1. Hukuk Dairesi 2014/19235 E. , 2015/7753 K.
"İçtihat Metni"MAHKEMESİ : KUMLUCA 1. ASLİYE HUKUK MAHKEMESİ
TARİHİ : 24/01/2014
NUMARASI : 2002/450-2014/59
Taraflar arasında birleştirilerek görülen el atmanın önlenmesi, yıkım ve ecrimisil davası sonunda, yerel mahkemece, asıl davanın kısmen kabulüne; birleşen davanın kabulüne ilişkin olarak verilen karar, davalı S.. E.. vekili tarafından yasal süre içerisinde temyiz edilmiş olmakla, Tetkik Hakimi arafından düzenlenen rapor okundu, düşüncesi alındı. Dosya incelenerek gereği görüşülüp düşünüldü:
-KARAR-
Asıl dava, el atmanın önlenmesi ve yıkım; birleşen dava ise, ecrimisil isteklerine ilişkin olup,Mahkemece, asıl davanın kısmen kabulüne, birleşen davanın kabulüne karar verilmiştir.
Hüküm, davalılardan S.. E.. vekili tarafından temyiz edilmiştir.
Dosya içeriğine, toplanan delillere, hükmün dayandığı yasal ve hukuksal gerekçeye ve özellikle delillerin takdirinde bir isabetsizlik bulunmamasına göre; davacıların kayden paydaşı oldukları çekişme konusu 88 parsel sayılı taşınmazın 245,49 m2lik bölümüne davalı Salih"in portakal ağaçları dikmek suretiyle müdahale ettiği saptanmak suretiyle, asıl davada el atmanın önlenmesine ve yıkıma karar verilmiş olmasında bir isabetsizlik yoktur. Davalı Salih vekilinin bu yöne değinen temyiz itirazı yerinde değildir, reddine.
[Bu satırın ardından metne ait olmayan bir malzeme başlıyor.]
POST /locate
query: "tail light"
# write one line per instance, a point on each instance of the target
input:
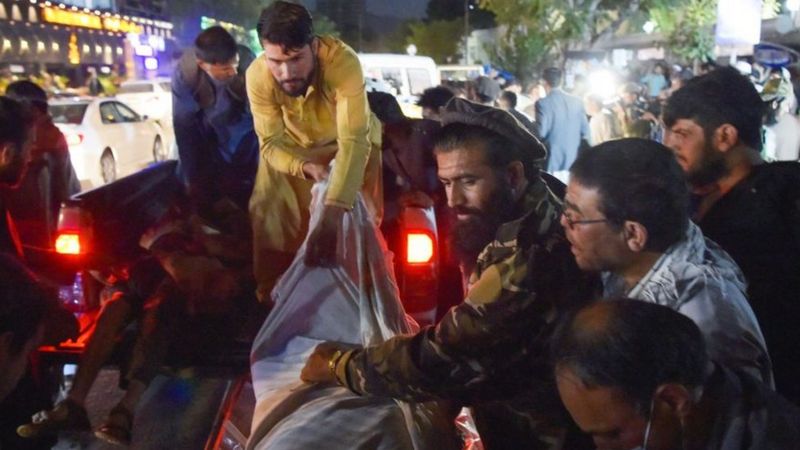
(68, 243)
(419, 247)
(73, 233)
(74, 139)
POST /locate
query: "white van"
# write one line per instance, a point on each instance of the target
(403, 76)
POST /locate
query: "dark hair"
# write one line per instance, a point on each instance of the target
(25, 302)
(639, 180)
(286, 24)
(510, 97)
(385, 107)
(553, 76)
(26, 91)
(215, 46)
(15, 122)
(498, 150)
(631, 345)
(716, 98)
(435, 97)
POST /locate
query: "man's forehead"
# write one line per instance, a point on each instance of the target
(279, 51)
(461, 157)
(685, 124)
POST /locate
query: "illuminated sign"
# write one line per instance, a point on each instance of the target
(73, 55)
(122, 26)
(82, 19)
(151, 63)
(77, 19)
(143, 50)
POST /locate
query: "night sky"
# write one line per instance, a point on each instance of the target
(394, 8)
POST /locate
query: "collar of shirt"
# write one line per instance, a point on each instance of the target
(541, 211)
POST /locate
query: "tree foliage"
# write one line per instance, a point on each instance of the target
(688, 29)
(454, 9)
(240, 12)
(439, 39)
(542, 31)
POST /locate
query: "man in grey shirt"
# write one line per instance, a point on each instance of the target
(626, 216)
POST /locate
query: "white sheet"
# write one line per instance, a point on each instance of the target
(355, 303)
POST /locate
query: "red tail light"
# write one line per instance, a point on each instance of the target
(74, 139)
(68, 243)
(74, 231)
(419, 248)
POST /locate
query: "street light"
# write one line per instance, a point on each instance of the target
(466, 31)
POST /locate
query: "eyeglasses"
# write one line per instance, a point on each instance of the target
(571, 223)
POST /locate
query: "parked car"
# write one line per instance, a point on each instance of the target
(152, 98)
(407, 76)
(107, 139)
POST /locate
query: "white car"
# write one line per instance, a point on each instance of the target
(107, 139)
(152, 98)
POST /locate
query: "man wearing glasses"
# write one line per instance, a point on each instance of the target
(626, 216)
(667, 395)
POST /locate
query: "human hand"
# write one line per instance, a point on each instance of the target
(317, 368)
(317, 172)
(324, 239)
(415, 198)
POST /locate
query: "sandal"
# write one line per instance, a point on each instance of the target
(66, 415)
(117, 427)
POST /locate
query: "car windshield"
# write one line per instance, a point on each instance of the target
(72, 114)
(135, 88)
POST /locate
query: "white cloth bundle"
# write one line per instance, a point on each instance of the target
(356, 303)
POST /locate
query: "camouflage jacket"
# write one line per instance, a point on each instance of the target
(490, 352)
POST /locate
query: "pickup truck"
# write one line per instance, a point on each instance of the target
(98, 238)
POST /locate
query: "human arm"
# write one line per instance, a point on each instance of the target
(544, 119)
(499, 327)
(729, 326)
(346, 80)
(268, 122)
(187, 123)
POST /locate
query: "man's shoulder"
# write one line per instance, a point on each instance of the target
(335, 57)
(778, 172)
(259, 78)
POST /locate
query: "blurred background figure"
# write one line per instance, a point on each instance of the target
(433, 100)
(781, 127)
(604, 125)
(508, 102)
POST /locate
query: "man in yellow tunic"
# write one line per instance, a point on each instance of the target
(309, 106)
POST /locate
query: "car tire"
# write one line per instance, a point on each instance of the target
(108, 167)
(160, 152)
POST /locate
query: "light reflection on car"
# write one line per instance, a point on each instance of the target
(107, 139)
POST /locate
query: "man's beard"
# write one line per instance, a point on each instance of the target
(297, 92)
(11, 175)
(709, 168)
(470, 236)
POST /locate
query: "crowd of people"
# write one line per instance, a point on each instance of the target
(647, 301)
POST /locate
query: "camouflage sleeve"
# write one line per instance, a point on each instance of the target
(474, 340)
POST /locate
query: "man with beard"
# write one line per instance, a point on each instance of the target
(217, 145)
(309, 107)
(489, 352)
(752, 209)
(625, 215)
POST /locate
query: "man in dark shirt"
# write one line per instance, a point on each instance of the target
(487, 352)
(667, 394)
(750, 208)
(216, 141)
(16, 128)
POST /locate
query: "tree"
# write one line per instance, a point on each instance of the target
(240, 12)
(688, 30)
(454, 9)
(324, 26)
(439, 39)
(558, 26)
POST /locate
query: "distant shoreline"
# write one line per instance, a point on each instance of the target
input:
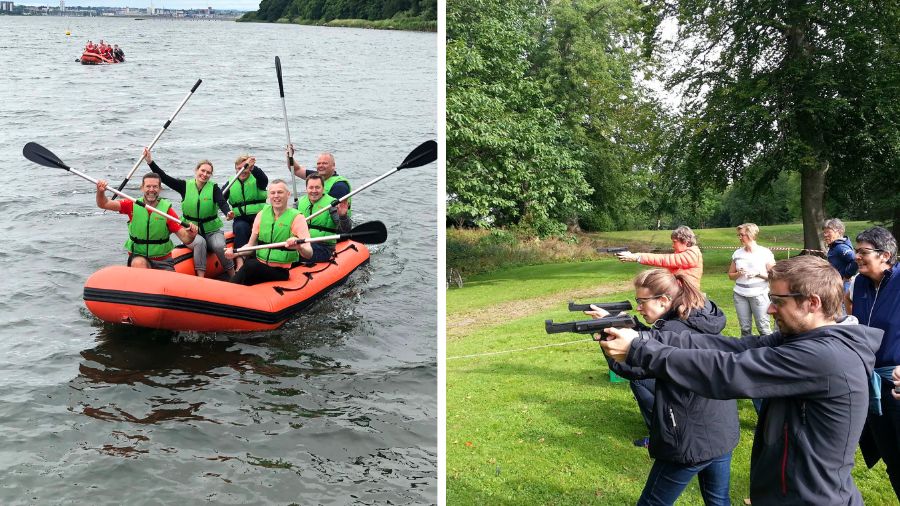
(409, 25)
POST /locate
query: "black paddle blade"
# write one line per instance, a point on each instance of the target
(42, 156)
(278, 72)
(425, 153)
(372, 232)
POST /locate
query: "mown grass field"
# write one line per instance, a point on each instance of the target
(533, 418)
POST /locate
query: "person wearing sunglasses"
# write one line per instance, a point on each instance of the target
(876, 302)
(812, 374)
(689, 434)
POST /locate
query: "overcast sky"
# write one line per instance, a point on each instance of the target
(244, 5)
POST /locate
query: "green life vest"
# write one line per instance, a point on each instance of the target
(148, 233)
(246, 198)
(339, 179)
(200, 208)
(322, 224)
(272, 231)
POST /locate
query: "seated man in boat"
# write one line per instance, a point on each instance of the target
(276, 223)
(335, 220)
(335, 185)
(149, 245)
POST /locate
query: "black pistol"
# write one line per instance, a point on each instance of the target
(591, 326)
(625, 305)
Birleşen ecrimisil davasına yönelik temyiz itirazlarına gelince; bilindiği üzere ecrimisil, kötüniyetli zilyedin geri vermekle yükümlü olduğu bir şeyi haksız olarak alıkoyması nedeniyle kayıt malikine ödemekle yükümlü olduğu en azı kira geliri, en çoğu ise mahrum kalınan gelir kaybı olan bir tür haksız kullanım tazminatıdır.
Somut olayda, dava konusu 88 parsel sayılı taşınmaz ile davalı Salih"in kullandığı 105 parsel sayılı taşınmaz arasında kesik tabir edilen su tahliye kanalının fiili sınır olarak uzun yıllardır mevcut olduğu, bu sınıra göre, davalı Salih"in davaya konu alanı yaklaşık 25 yıl süreyle kullandığı, üzerinde 25 yıllık portakal ağacının bulunduğu anlaşılmaktadır.
Bu kadar uzun süreli kullanımın, zımni muvafakat yönünde “fiili karine” oluşturacağı ve bu karinenin aksi ispatlanmadıkça, ecrimisil istenmesinin, Türk Medeni Kanunu"nun 2. maddesinde yer alan dürüstlük kuralına aykırılık teşkil edeceği açıktır.
O halde, davaya konu 88 parsel sayılı taşınmazda 245,49 m2 lik tecavüzlü kısmın davalı Salih tarafından kullanılmasına uzun süre ses çıkarmayan davacıların, bu kullanıma zımnen muvafakat ettikleri, davacıların, eldeki davayı açtıkları tarihe kadar muvafakatin geri alındığını kanıtlayamadıkları, diğer bir anlatımla, dava açılmakla muvafakatin geri alındığı gözetildiğinde, davalı Salih"in ecrimisilden sorumlu tutulamayacağı kabul edilmelidir.
Hal böyle olunca, ecrimisil isteği ile açılan birleşen davada, davalı Salih yönden davanın reddine karar verilmesi gerekirken, kabulü yönün de hüküm kurulmuş olması doğru değildir.
Davalı Salih vekilinin bu yöne ilişkin olarak temyiz itirazları yerindedir. Kabulü ile, hükmün açıklanan nedenden ötürü (6100 sayılı Yasanın geçici 3.maddesi yollaması ile) 1086 sayılı HUMK"un 428.maddesi gereğince BOZULMASINA, alınan peşin harcın temyiz edene geri verilmesine, 27.05.2015 tarihinde oybirliğiyle karar verildi.